I’ve been busy for longer than I expected, but this week I’ve had a chance to get back to work on the wiki. This is a quick summary of what has changed so far and what will change next.
My main concern is to simplify things by reducing the number of forms and semantic properties. I’ve now got rid of these properties:
- ‘Written in language’ was only used for manuscripts, not printed texts, anyway. I decided it’s not valuable enough to be worth the extra work of finding out what languages a manuscript uses and entering the data. Getting rid of this property also saves having to import pages for every possible language.
- ‘Has access condition’ and ‘Has photography permission’ would be useful things to know about manuscripts and copies of early printed books, but I realised that keeping the data complete and up to date would be practically impossible. You can still find out how to access material and whether you can photograph it by going to the website of the archive that holds the material. Some archives are vague about photography permissions, but that’s another reason why adding it to the wiki would be difficult.
- ‘Has EMLO work ID’ could only be used to link manuscript texts to catalogue entries at Early Modern Letters Online if they were letters. Although I expect to add a lot of letters to the wiki, they will still probably be a minority. Also reconciling against EMLO IDs would be a lot of extra work and probably not worth it.
I’ve also rearranged the form and template for articles so that they can represent work level in the same way as books (see my last post for more details of how that works).
Next week I want to rearrange the forms and templates for battles and sieges. This will involve:
- merging battles and sieges into one form/template, probably called ‘Combat event’.
- giving every event WGS84 coordinates as well as a location relative to addresses.
- removing the semantic properties for sides, but keeping them as template parameters and displaying them in a table.
- possibly removing the template parameters for field signs and words. These can still be added as free text. It remains to be seen whether they are known in enough cases to make it worth storing them as structured data.
- adding an option to enter and display either a single date (for a battle that took place on one day) or start and end dates (for battles, sieges, and raids that spread over more than one day). In either case, the semantic properties behind the scenes will always store a start and end date, even if they’re the same as each other. This should make it easier to query for events by date. The existing way of doing it makes battles and sieges fundamentally incompatible with each other.

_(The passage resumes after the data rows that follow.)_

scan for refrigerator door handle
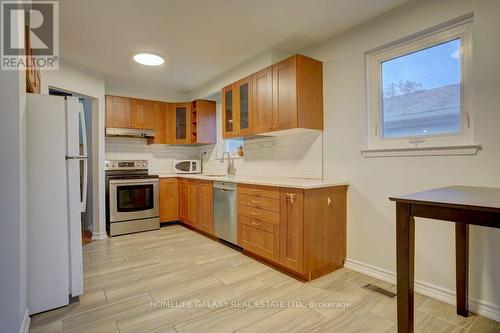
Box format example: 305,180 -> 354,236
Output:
66,155 -> 87,160
79,107 -> 89,213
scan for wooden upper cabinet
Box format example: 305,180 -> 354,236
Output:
272,55 -> 323,130
233,76 -> 253,137
130,98 -> 155,129
173,103 -> 191,144
191,99 -> 217,144
160,178 -> 179,222
279,188 -> 304,273
197,181 -> 214,234
106,95 -> 131,128
222,55 -> 323,138
272,57 -> 297,131
148,102 -> 173,144
252,66 -> 273,134
222,76 -> 253,138
222,84 -> 235,139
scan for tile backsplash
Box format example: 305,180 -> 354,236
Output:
199,131 -> 323,179
105,137 -> 200,174
105,131 -> 323,179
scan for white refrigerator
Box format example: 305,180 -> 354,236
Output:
26,94 -> 88,314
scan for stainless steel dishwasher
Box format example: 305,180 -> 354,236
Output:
213,182 -> 238,244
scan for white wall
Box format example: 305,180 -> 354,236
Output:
41,61 -> 106,239
189,50 -> 290,100
302,0 -> 500,320
199,95 -> 323,179
0,0 -> 29,333
106,82 -> 190,102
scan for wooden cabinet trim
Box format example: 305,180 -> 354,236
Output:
273,56 -> 297,130
160,178 -> 179,222
238,192 -> 280,213
252,66 -> 273,134
238,184 -> 280,199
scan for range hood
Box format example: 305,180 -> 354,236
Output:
106,127 -> 155,138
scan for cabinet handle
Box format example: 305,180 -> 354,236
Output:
250,200 -> 260,208
285,193 -> 297,204
252,212 -> 260,220
251,188 -> 260,197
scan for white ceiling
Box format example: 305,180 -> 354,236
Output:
60,0 -> 407,93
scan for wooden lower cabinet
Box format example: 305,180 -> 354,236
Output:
179,179 -> 187,222
238,185 -> 347,281
238,216 -> 279,261
160,178 -> 348,281
184,179 -> 198,227
279,188 -> 304,273
160,178 -> 179,222
197,181 -> 214,234
178,179 -> 214,234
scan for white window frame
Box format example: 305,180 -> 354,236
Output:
362,18 -> 480,157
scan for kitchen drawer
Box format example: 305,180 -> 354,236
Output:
238,184 -> 280,199
238,193 -> 280,213
238,216 -> 279,262
238,205 -> 280,225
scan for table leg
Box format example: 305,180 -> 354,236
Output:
396,202 -> 415,333
455,223 -> 469,317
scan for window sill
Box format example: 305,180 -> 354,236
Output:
361,144 -> 482,157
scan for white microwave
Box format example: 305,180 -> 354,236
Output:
174,160 -> 201,173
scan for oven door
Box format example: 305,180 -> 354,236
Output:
109,179 -> 160,223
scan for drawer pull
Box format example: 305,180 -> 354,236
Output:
250,200 -> 260,208
285,193 -> 297,204
252,212 -> 260,220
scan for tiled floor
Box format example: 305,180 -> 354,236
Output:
30,225 -> 500,333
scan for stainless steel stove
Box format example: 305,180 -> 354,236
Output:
105,160 -> 160,236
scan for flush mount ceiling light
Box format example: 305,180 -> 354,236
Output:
134,53 -> 165,66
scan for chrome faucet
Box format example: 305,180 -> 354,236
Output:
220,151 -> 235,176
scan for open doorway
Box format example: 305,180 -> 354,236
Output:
49,87 -> 93,245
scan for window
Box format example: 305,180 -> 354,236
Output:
367,21 -> 473,153
224,138 -> 244,157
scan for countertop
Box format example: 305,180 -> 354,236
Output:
154,174 -> 349,190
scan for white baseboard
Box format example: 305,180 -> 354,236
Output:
344,259 -> 500,321
92,231 -> 108,240
19,309 -> 31,333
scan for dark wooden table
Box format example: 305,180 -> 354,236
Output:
389,186 -> 500,333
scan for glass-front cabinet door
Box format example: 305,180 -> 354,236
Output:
234,76 -> 252,137
174,103 -> 191,144
222,85 -> 236,139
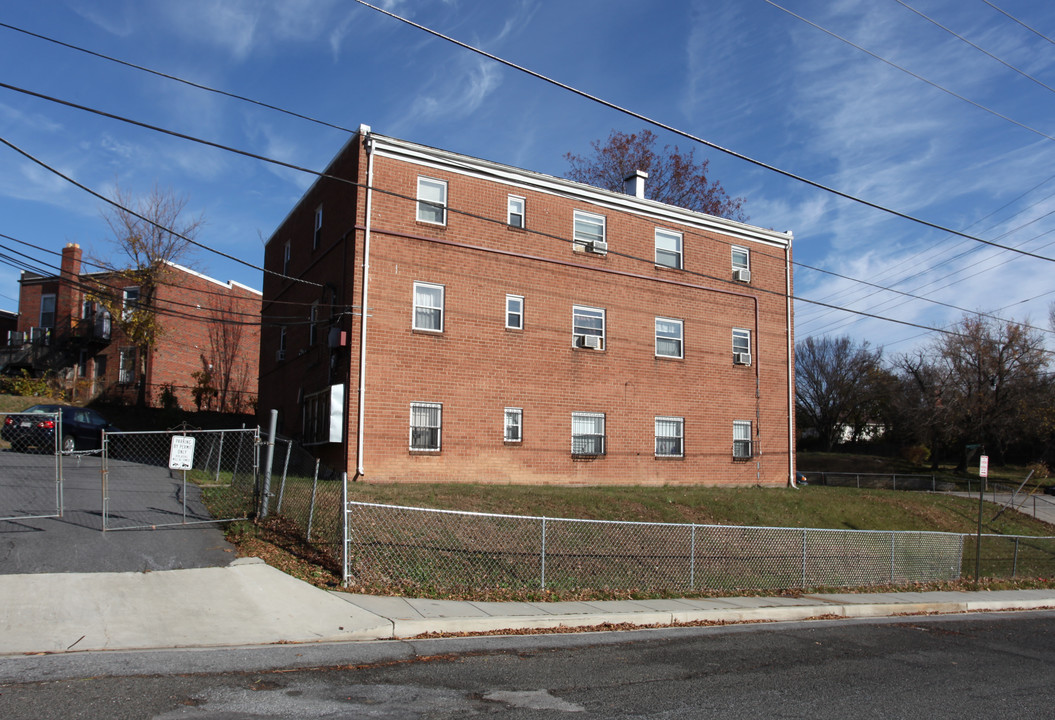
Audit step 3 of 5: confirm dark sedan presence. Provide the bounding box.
[0,405,117,453]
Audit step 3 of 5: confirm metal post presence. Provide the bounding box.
[274,440,293,513]
[799,528,806,588]
[216,430,224,485]
[542,517,545,590]
[307,457,319,543]
[260,410,279,519]
[890,532,898,585]
[341,473,351,587]
[689,523,696,590]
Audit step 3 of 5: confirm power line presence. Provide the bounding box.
[354,0,1055,262]
[763,0,1055,140]
[982,0,1055,45]
[894,0,1055,93]
[0,130,322,287]
[0,22,356,133]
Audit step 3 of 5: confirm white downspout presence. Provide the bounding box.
[356,125,373,477]
[784,232,799,488]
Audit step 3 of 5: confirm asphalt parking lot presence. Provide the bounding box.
[0,450,234,574]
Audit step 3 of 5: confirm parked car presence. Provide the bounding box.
[0,405,117,453]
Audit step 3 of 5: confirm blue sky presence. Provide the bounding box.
[0,0,1055,354]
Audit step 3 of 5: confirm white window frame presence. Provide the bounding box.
[502,408,524,442]
[505,295,524,330]
[732,420,754,460]
[572,413,608,456]
[117,345,136,385]
[655,227,685,270]
[655,415,685,457]
[572,305,608,349]
[505,195,528,229]
[730,245,751,271]
[121,285,139,321]
[655,318,685,360]
[572,210,608,248]
[38,292,58,329]
[410,282,446,333]
[409,402,443,453]
[418,175,447,225]
[732,327,751,358]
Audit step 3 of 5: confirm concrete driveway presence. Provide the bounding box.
[0,451,234,574]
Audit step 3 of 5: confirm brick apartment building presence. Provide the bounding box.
[9,244,261,412]
[260,126,794,486]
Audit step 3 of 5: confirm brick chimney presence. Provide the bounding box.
[622,170,649,198]
[55,243,84,335]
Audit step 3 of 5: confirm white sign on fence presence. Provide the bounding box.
[169,435,194,470]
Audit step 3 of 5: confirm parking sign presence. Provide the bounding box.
[169,435,194,470]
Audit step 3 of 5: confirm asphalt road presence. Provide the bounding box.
[0,451,234,570]
[0,612,1055,720]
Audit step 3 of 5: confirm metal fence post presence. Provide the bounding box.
[260,410,279,519]
[799,528,806,588]
[689,523,696,590]
[274,440,293,514]
[542,517,545,590]
[307,457,318,543]
[341,473,351,587]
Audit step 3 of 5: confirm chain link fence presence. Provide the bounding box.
[102,428,260,530]
[801,470,949,492]
[260,437,344,570]
[345,501,964,592]
[0,412,62,520]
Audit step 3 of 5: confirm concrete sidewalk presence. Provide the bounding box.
[0,558,1055,655]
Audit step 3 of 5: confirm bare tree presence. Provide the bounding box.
[91,185,205,405]
[795,336,883,451]
[564,129,747,222]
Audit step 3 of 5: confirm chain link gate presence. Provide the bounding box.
[0,412,62,520]
[102,428,260,531]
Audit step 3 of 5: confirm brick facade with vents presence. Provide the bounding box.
[260,129,793,486]
[11,244,261,412]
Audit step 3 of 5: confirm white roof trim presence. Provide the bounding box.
[370,134,792,248]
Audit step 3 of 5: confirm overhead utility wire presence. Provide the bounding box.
[356,0,1055,263]
[0,22,354,133]
[894,0,1055,93]
[982,0,1055,45]
[765,0,1055,140]
[0,131,322,287]
[0,76,1038,339]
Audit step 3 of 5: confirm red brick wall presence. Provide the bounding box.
[261,132,790,485]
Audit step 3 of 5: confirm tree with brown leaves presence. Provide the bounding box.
[564,129,747,223]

- using the property ‘Has parent’ to represent potentially infinite hierarchies of events. This will be more flexible than the old way which only allowed two levels: siege as parent and battle as child. As well as the existing ability to link assaults and sallies to the siege they were part of, this will allow linking captures of individual forts to the battles of Lostwithiel, and making the battle of Chalgrove a part of the raid on Chinnor but still distinct from it.
Once the new data structures are in place and working, I’ll need to re-import the pages for battles and sieges, which will also be a chance to add extra information. They will still have the same page names and URLs.
Then I need to test every entity type by importing around a hundred pages of that type. I’ve already done enough of these:
All the other types could do with more examples before I’m satisfied that the data structures and page layouts are alright. When I am satisfied, I can get started on importing bigger batches.